Purpose: The alimentary tract demonstrates a remarkable ability to withstand injury by exogenous or elaborated endogenously luminal aggressive factors. Mucosal integrity peptides are pivotal in maintaining mucosal strength resisting the injury by the luminal chemical or physical insults. The leading peptide defining this strength is transforming growth factor α (TGFα), secreted by the esophageal submucosal glands as well as salivary glands that remain under control of serotonergic (5HT-4) pathway in humans (M. Majewski et al. Clin. Gastroenterol. Hepatol. 5:430-38, 2007). The rate of TGFα secretion, however, in patients with Barrett's esophagus (BE), setting the stage for the development of dysplasia and ultimately esophageal adenocarcinoma remains to be explored. Aims: 1. To test the rates of secretion of esophageal TGFα in patients with BE. 2. To compare these results with corresponding values recorded in asymptomatic volunteers.
Methods: The study was approved by IRB and conducted in 25 asymptomatic volunteers (12F & 13M, mean age of 40, range 23-59) and in 10 patients with the long segment (≥ 3.0 cm) of BE (2F & 7M, mean age of 49, range 30-69). Esophageal secretory function was explored using the esophageal perfusion catheter (Wilson Cook Med. NC) during the mucosal challenge with initial NaCl, HCl, HCl/Pepsin and final NaCl, mimicking the natural gastroesophageal reflux scenario. TGFα in esophageal secretions was measured using a commercially available RIA kit (Biomedical Technol. Stoughton, MA). Statistical analysis was performed using Σ-Stat (SyStat Inc., CA).
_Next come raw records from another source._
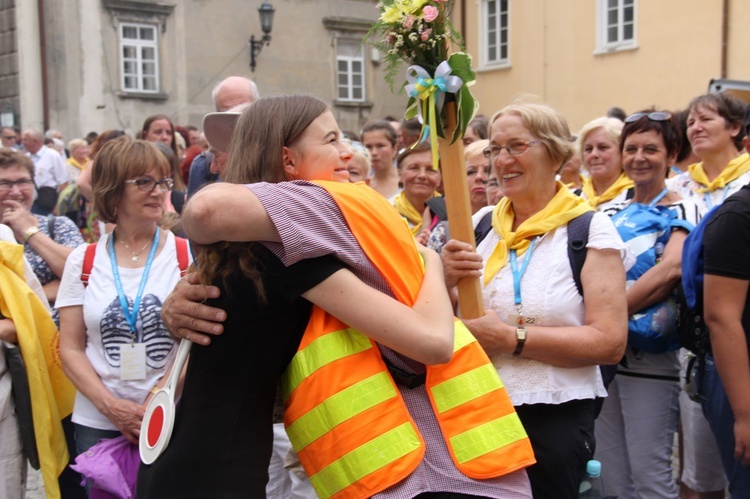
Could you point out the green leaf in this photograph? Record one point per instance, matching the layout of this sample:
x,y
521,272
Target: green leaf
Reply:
x,y
460,63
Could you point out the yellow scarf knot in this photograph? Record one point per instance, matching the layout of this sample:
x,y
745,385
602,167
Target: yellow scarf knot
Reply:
x,y
621,184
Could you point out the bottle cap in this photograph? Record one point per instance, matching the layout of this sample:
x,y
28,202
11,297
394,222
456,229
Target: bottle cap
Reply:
x,y
594,468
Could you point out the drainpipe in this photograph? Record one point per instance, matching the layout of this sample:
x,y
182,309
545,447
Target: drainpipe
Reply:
x,y
724,36
463,21
43,57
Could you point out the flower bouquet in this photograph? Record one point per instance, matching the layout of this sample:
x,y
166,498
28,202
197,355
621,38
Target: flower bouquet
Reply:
x,y
419,32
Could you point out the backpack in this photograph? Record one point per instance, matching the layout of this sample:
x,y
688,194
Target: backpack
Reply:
x,y
692,329
181,247
578,238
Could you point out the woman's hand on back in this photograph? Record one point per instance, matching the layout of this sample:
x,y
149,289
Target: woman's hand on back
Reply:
x,y
185,314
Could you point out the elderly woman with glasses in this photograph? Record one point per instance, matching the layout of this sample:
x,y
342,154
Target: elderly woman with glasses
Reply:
x,y
544,340
47,240
635,429
113,344
598,143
Results: The rate of TGFα secretion in patients with BE was 22% higher in basal conditions (mucosal exposure to initial saline) than in controls (0.61±0.08 vs. 0.50±0.05 ng/min). The rate, however, of TGFα secretion in patients with BE during mucosal exposure to HCl (pH 2.1) increased further, becoming 108% higher (statistically significant) than in controls (0.68±0.08 vs. 0.32±0.07 ng/min, p<0.05). The rate of esophageal TGFα secretion in patients with BE during mucosal exposure to HCl /pepsin and subsequent final saline remained also numerically higher than in controls.
Conclusion: 1. Significantly higher rate of esophageal TGFα secretion in patients with BE, especially during mucosal exposure to HCl, mimicking the natural gastroesophageal reflux scenario seems to indicate that the integrity of the intestinal metaplasia epithelium is profoundly challenged. 2. The role of this enhancing TGFα secretion phenomenon in the development of dysplasia and subsequent adenocarcinoma requires further investigation.